To be honest, if that happened I'd be 100% on board. My issue is combinatoric complexity, not a new way to do things. I'm not frustrated that we have constexpr; I'm frustrated I now have to worry about how it interacts with macros and namespaces and lifetimes and oh what if the values are templates and so on.

Each feature adds superlinear cost to understanding the language and the code you're reading.

Modules get rid of includes and includes guards.

Unfortunately the preprocessor is still needed for stringyfication and other symbol manipulation.

C++26 (2126 of course) will introduce enough reflection to finally get rid of the preprocessor.

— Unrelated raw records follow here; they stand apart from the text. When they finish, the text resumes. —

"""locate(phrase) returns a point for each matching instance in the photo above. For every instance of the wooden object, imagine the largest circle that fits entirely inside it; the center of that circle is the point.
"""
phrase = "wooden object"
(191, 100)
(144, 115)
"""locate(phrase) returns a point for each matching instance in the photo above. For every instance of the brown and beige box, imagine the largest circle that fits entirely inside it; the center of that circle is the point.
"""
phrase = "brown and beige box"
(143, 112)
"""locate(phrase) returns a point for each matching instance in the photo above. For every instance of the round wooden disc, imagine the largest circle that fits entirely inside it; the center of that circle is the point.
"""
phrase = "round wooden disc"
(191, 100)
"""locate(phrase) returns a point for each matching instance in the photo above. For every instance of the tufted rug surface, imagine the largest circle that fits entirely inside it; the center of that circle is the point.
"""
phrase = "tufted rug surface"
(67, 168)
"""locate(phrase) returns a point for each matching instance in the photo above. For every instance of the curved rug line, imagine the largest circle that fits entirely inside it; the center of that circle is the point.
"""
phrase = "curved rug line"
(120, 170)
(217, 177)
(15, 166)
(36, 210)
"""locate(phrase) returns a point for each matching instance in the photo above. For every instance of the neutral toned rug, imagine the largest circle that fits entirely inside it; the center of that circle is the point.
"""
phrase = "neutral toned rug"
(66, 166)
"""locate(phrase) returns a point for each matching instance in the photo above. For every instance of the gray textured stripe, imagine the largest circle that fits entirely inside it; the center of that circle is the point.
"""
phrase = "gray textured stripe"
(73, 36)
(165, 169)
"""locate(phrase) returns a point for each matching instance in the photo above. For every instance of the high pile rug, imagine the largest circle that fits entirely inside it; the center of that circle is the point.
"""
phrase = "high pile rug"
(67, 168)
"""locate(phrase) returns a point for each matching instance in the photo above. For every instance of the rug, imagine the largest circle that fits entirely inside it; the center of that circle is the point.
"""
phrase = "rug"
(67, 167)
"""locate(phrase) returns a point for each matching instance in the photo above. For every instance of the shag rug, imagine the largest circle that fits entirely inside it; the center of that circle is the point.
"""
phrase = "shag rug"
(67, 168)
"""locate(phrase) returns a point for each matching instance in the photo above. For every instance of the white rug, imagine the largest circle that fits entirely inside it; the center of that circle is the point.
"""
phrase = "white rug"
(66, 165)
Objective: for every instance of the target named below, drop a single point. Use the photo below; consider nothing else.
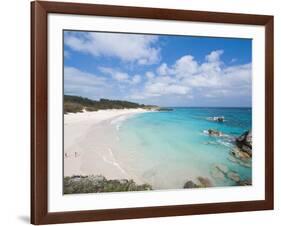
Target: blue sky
(164, 70)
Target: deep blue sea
(166, 149)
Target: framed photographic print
(147, 112)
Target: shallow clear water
(166, 149)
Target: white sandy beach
(88, 138)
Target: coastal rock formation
(97, 183)
(213, 132)
(216, 119)
(203, 182)
(244, 142)
(222, 168)
(242, 152)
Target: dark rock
(217, 118)
(213, 132)
(190, 184)
(205, 182)
(244, 142)
(233, 176)
(222, 168)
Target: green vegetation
(75, 104)
(96, 184)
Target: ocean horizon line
(202, 107)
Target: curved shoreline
(88, 141)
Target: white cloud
(214, 56)
(127, 47)
(186, 77)
(136, 79)
(80, 82)
(163, 69)
(122, 77)
(149, 75)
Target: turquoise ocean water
(166, 149)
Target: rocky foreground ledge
(98, 183)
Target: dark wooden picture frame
(39, 112)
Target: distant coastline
(91, 142)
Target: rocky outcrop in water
(98, 183)
(242, 152)
(190, 184)
(244, 142)
(216, 119)
(213, 132)
(202, 182)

I added enough to D that it didn't need a preprocessor, yet could do all those things.
I'm sure that D compile time facilities can do it all right. The issue is that the C++ bits (compile-time introspection) will never be standardized.
I really need to get around to looking into D.
When D showed up I really wanted it to become mainstream language. Unfortunately it did not.
Doesn't mean you can't use it. Lots of people do.
It does, because many delivery projects chose languages based on the product SDKs, so if it isn't in the box, they don't come into the discussion at all.

Also in the meantime, most of the cool stuff in D is showing up on the languages that come on those SDKs (C++, Java, C#), weakening the argument to look outside of SDK supported languages.

Doesn't matter if D had it first, or if it has a better implementation, worse is better, when ecosystem, tooling, IDE and technical support are part of the equation.

So it remains a language for hobby coding.

D is shipped as part of the Gnu compiler project.

> most of the cool stuff in D is showing up on the languages

It's true that many aspects of D are copied by other languages, but badly.

All of my many products are commercial. I mostly have freedom to choose language. But I am also my own software development company and I have never felt brave enough to leave my client/s with the mountain of D code and no one to help after I went to develop next product somewhere else. This is very unfortunate.